2024: the silent turning point
The real turning point is not 2025 but 2024 and precisely for that reason, it is difficult to detect. By multiplying state advances by 5.4 in one year, the BCT crosses a threshold whose effects only appear in visible balance-sheet items with a one-year delay.
Currency in circulation temporarily slows to +8.4% because the 2022 stock still absorbs demand. The balance sheet appears under control. It is no longer.
This gap between monetary decisions and their reflection in printing costs is one reason central bank balance sheets are so difficult for the public to interpret: the effects of one year are never fully visible within that same year.
2025: the materialization
In 2025, the effects of phase two appear across all indicators simultaneously.
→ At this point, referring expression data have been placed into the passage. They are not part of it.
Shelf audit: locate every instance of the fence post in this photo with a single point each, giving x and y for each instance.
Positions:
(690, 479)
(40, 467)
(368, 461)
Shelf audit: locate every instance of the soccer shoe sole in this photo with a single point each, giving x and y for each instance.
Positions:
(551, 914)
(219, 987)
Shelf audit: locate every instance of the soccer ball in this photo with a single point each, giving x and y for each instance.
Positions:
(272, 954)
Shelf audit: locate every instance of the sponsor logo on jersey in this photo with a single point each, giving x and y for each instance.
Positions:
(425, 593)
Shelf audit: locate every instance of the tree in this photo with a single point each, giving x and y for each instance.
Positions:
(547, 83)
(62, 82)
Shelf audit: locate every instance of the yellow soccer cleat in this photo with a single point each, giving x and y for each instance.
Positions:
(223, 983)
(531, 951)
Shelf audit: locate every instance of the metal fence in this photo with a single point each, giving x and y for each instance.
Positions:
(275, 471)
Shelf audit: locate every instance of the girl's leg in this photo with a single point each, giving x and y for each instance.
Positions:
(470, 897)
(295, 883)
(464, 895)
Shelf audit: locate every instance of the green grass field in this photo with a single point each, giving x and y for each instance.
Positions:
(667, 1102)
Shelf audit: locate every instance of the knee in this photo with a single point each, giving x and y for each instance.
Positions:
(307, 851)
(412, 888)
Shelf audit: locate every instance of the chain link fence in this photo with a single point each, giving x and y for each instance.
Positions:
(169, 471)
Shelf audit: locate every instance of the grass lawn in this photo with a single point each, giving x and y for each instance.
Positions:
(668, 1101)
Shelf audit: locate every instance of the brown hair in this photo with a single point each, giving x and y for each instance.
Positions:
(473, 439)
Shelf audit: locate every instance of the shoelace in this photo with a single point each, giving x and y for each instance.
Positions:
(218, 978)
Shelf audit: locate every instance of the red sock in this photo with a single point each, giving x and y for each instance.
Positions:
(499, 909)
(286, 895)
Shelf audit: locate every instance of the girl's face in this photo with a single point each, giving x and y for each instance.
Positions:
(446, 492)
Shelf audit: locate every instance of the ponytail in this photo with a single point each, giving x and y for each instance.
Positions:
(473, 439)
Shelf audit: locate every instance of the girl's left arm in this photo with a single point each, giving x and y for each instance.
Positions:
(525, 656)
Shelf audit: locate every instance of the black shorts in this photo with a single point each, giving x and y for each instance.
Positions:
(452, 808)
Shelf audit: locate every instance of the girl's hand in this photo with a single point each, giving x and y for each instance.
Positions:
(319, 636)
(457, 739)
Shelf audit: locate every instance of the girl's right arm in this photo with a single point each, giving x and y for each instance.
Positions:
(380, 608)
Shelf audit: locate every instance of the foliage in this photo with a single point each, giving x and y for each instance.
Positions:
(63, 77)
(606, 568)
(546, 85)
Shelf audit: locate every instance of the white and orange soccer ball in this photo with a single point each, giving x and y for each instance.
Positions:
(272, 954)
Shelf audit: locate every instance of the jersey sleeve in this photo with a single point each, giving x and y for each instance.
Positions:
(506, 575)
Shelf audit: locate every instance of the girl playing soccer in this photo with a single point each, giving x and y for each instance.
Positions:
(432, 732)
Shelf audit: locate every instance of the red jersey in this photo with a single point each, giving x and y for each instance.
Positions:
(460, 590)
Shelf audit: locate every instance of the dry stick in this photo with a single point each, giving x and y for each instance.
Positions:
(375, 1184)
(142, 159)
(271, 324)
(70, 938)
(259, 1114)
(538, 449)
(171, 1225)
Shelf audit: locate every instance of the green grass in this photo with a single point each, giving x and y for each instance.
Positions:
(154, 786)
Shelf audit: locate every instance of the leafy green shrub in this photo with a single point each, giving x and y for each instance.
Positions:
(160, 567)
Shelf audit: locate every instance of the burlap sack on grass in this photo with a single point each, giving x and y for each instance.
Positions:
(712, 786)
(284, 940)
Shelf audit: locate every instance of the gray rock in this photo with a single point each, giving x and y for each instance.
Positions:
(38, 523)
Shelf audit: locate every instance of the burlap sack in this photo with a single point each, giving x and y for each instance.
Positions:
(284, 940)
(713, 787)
Currency in circulation rises by 19%, printing costs triple, net income falls for a second consecutive year (−15.4%) and claims on the State represent more than 24% of the institution’s total balance sheet.
The most revealing signal is not the absolute cost level, but the composition of banknotes being produced. The 50-dinar note, which accounted for 13.2% of circulating cash in 2022, rises to 32.8% in 2025, an average annual increase of +52.5% over three years.
This shift toward higher denominations is a behavioral marker of inflation: economic agents require higher-value notes to conduct the same transactions. This is not inference; it is reflected in the structure of orders placed by the BCT with printers.
“This item records the outstanding facilities granted to the State, on an exceptional basis, to finance part of the budget deficit. These facilities were granted in accordance with Article 5 of the 2020 Finance Law, Law 2024-10 of February 7, 2024 and Article 12 of Law 2024-48 of December 9, 2024.”
The decoupling between official inflation and monetary pressure
In 2025, the monetary base grew by +19% while official inflation stood at around 4.8%. The 14.2-point gap suggests two non-exclusive explanations.
The first is informal-sector absorption. A significant share of newly issued dinars circulates in the informal economy, estimated at around 35–40% of Tunisia’s GDP, outside the consumption baskets used by the national statistics institute.
The surge in demand for 50-dinar notes (+49.2% in 2025) is consistent with this: these are the preferred denominations for high-value informal transactions.
The second is deferred inflationary pressure. Regulated prices, fuel, flour, electricity, absorb part of monetary pressure through subsidies, mechanically lowering the official CPI.
When these subsidies are eventually reduced or removed, as is likely in any medium-term adjustment program, the latent pressure will be released, not gradually but in a concentrated manner.
What four years reveal together
The 2022–2025 sequence describes a three-phase transition. The first phase (2022–2023) is a contained crisis-management period, where traditional tools still function and the balance sheet gives the illusion of control.
The second phase (2024) is the silent tipping point: decisions are made, but effects are not yet visible. The third phase (2025) is the moment of materialization, when all indicators move in the same direction at once.
The cost of printing banknotes is not just another accounting line. It is the only item in a central bank’s income statement that directly reveals, without methodological distortion, the physical demand for money in the real economy.
Its four-year trajectory is, in this sense, the most honest signal the BCT balance sheet can offer, provided it is properly read.